Question/comment6: Following my previous question, if the code only runs on CUDA compatible GPUs, do you plan to make the code functional on GPUs that aren't CUDA compatible?
Question/comment 7: For the Maule test case, the manuscript says that the discrepancies between the HySea simulation and the Swepy simulation are due to interpolation errors, projection errors and resolution differences. The manuscript then states that studying these factors is left to future work. However, given the timings mentioned in the manuscript, it does not seem infeasible to compare the Swepy and HySea simulations at the same resolution. Would this be possible? If it is I think it would be valuable to see the impact of the additional resolution on the errors observed.

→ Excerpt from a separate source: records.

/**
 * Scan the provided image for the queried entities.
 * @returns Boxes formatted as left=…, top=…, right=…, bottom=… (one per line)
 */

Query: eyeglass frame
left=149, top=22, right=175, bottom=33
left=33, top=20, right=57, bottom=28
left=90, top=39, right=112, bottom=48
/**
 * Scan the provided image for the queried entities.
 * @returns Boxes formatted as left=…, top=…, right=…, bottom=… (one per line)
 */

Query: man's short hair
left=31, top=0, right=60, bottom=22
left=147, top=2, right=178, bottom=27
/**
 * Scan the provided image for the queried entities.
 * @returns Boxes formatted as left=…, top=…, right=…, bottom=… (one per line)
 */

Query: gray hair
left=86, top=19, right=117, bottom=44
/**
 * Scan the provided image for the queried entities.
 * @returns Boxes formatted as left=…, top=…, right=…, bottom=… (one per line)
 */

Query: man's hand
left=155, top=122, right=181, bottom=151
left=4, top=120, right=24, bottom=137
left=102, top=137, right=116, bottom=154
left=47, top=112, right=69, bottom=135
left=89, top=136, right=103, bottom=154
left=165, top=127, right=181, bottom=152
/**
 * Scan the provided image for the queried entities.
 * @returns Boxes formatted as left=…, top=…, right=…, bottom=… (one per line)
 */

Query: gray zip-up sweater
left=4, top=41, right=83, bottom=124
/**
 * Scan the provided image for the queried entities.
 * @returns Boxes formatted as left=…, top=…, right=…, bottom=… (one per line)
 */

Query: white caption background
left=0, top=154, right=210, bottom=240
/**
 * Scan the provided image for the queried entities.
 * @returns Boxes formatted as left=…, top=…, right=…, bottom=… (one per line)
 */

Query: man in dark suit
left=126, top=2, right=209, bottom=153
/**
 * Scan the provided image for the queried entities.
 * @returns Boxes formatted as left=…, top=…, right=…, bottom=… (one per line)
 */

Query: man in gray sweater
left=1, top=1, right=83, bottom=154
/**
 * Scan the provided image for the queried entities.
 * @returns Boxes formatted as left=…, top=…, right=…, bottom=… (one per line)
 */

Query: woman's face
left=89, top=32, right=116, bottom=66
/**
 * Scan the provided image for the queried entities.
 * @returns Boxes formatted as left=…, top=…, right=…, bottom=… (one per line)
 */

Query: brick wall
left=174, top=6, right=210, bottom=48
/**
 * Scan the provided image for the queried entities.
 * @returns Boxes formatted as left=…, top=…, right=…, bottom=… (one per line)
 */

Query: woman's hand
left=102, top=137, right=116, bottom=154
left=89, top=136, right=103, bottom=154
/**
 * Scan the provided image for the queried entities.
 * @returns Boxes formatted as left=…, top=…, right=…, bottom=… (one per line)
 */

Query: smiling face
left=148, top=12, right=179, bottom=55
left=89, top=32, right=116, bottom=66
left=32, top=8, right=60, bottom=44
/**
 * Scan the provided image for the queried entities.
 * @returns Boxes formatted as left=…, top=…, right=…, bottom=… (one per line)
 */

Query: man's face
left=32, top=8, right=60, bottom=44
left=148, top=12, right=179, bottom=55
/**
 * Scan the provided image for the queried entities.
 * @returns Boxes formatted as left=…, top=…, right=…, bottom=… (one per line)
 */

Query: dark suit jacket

Question/comment 8: The use of the WENO reconstruction clearly shows better preservation of gradients and flow features, from the manuscript it seems that this can be done using polynomials of any order. Is there a reason outside of keeping the stencils simpler that only second order polynomials were used? Have you made any attempts using higher order polynomial reconstruction (for example with order 3 or 4) and if so did you see any additional improvements?
Technical comments/corrections:
Figure 1: The figure implies that data is saved for output every time the RK iterations are completed. The text itself says that the output time is user determined. I think the figure could be improved by including this information.
Figure 1: I think the figure could benefit from also highlighting that the code can perform divergence and stagnation detection.